Masks are becoming fashion. What do they say about self-expression?

The face of America is changing— literally now that many people must wear face masks outside their homes. These new accessories come with new challenges, including how we see ourselves and others.

The dawning of the mask hierarchy has already begun with brands like Reformation and Lucky making fashionable/functional masks for consumers— at a certain price tag.

Masks are also affecting cosmetics, with eye makeup getting bolder and YouTubers giving mask-specific makeup tips. Glasses companies are thinking about this too as masks can sometimes fog glasses and cause fit issues. And some men are reconsidering having facial hair. 

That’s all according to Washington Post culture reporter Maura Judkis .

What do masks mean for people’s ability to read your facial expressions? Photo by Michell Eloy.  

“I ended up talking to a facial perception psychologist … In all of their research, they found that people are actually pretty bad at reading faces in general. We make a lot of incorrect assumptions about people based on their facial features,” Judkis says. 

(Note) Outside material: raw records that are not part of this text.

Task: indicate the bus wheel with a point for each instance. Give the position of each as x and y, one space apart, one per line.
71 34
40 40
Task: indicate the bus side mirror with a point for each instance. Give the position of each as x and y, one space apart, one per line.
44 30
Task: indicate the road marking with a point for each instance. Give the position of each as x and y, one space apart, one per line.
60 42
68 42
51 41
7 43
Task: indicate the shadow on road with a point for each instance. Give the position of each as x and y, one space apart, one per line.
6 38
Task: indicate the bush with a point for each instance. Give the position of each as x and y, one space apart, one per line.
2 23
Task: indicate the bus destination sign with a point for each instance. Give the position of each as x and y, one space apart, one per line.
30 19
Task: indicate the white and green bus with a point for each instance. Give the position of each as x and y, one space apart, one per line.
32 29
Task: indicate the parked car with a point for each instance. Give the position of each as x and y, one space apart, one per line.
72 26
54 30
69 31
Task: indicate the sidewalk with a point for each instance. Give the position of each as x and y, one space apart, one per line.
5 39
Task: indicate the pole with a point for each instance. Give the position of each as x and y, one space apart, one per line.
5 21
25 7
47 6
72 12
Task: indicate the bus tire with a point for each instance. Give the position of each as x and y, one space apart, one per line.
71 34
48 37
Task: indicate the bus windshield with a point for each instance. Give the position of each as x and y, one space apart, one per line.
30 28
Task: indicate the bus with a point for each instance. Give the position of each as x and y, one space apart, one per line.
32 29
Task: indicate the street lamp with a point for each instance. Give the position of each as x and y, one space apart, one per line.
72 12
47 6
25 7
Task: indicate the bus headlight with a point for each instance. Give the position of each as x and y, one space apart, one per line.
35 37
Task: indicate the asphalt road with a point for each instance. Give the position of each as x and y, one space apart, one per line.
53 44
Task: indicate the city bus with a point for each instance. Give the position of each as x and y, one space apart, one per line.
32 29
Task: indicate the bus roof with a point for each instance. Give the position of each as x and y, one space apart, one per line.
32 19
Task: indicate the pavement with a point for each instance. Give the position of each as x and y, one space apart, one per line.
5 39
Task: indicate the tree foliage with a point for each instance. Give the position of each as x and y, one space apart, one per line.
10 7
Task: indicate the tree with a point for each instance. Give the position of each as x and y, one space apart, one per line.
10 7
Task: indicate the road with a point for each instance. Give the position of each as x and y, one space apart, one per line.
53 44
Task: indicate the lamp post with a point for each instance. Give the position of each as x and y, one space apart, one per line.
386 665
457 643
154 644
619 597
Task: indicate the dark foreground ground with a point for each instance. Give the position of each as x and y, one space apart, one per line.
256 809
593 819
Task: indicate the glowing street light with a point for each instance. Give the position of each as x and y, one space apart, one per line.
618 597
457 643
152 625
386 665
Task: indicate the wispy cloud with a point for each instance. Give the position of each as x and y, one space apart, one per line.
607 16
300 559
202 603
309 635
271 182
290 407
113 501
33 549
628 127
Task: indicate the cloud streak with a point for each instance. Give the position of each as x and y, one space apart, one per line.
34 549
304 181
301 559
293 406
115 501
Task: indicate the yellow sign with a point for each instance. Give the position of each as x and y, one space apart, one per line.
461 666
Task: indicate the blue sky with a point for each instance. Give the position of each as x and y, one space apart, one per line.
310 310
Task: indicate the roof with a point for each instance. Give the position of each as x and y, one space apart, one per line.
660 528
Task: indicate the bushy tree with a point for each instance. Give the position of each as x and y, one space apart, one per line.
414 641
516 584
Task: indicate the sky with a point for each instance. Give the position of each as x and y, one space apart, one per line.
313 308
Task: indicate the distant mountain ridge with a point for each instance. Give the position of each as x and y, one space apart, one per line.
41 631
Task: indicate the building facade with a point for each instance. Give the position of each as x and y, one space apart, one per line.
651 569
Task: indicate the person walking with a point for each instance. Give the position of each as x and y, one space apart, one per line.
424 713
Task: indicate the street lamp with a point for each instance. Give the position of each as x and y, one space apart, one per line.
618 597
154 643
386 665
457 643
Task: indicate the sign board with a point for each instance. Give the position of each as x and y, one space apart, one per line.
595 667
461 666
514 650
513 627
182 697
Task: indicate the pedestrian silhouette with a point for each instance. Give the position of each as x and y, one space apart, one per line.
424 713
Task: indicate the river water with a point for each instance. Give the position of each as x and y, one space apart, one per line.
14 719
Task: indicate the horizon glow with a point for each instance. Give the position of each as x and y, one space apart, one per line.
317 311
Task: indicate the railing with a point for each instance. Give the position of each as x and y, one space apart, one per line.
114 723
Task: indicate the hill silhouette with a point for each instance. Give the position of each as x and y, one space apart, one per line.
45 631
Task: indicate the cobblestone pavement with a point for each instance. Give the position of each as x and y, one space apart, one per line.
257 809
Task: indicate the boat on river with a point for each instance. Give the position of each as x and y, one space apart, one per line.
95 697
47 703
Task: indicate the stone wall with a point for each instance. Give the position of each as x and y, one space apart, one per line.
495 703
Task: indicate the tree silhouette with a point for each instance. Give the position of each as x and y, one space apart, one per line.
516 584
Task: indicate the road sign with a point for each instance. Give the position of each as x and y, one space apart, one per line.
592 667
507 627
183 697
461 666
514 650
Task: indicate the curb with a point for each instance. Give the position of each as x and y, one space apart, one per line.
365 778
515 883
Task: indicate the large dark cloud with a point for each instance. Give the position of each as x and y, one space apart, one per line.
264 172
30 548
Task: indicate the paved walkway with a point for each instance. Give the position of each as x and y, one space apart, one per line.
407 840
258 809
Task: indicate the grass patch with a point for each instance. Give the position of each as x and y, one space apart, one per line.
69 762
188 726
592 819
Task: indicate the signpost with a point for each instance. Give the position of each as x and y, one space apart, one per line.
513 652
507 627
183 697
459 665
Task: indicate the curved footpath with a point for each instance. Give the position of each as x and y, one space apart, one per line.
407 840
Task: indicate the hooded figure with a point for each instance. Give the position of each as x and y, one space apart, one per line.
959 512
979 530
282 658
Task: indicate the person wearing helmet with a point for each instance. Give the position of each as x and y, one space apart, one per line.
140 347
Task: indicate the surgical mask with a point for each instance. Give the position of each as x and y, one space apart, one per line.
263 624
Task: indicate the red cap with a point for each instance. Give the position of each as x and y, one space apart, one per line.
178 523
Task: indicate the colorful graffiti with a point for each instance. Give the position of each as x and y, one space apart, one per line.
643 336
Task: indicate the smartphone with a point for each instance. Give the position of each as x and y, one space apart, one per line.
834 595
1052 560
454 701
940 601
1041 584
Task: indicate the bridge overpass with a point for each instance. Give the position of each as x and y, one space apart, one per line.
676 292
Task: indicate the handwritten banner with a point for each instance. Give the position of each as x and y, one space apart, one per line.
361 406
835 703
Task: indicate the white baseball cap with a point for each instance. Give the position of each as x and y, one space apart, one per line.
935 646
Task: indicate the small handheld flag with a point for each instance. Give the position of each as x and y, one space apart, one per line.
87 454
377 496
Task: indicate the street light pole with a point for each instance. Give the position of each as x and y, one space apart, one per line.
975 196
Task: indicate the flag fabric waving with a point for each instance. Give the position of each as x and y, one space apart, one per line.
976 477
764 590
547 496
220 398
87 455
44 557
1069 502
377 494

She continues, “Even though we're kind of bad at reading faces, we are more unnerved about it when our ability to make those kind of guesses is thwarted, even if those guesses are wrong. And so that's why you maybe get this … unease when you're trying to interact with someone in a mask. And you’re gauging them like, ‘Are you smiling? Are you upset? Or are you scowling at me under that mask?’ It makes it very difficult.”

But Judkis points out that people aren’t going to wear masks all the time in public, or when they’re interacting with family members or on a Zoom video call. 

“It will become kind of a public-facing, private-facing sort of dichotomy in how people approach their appearance with the mask,” she says.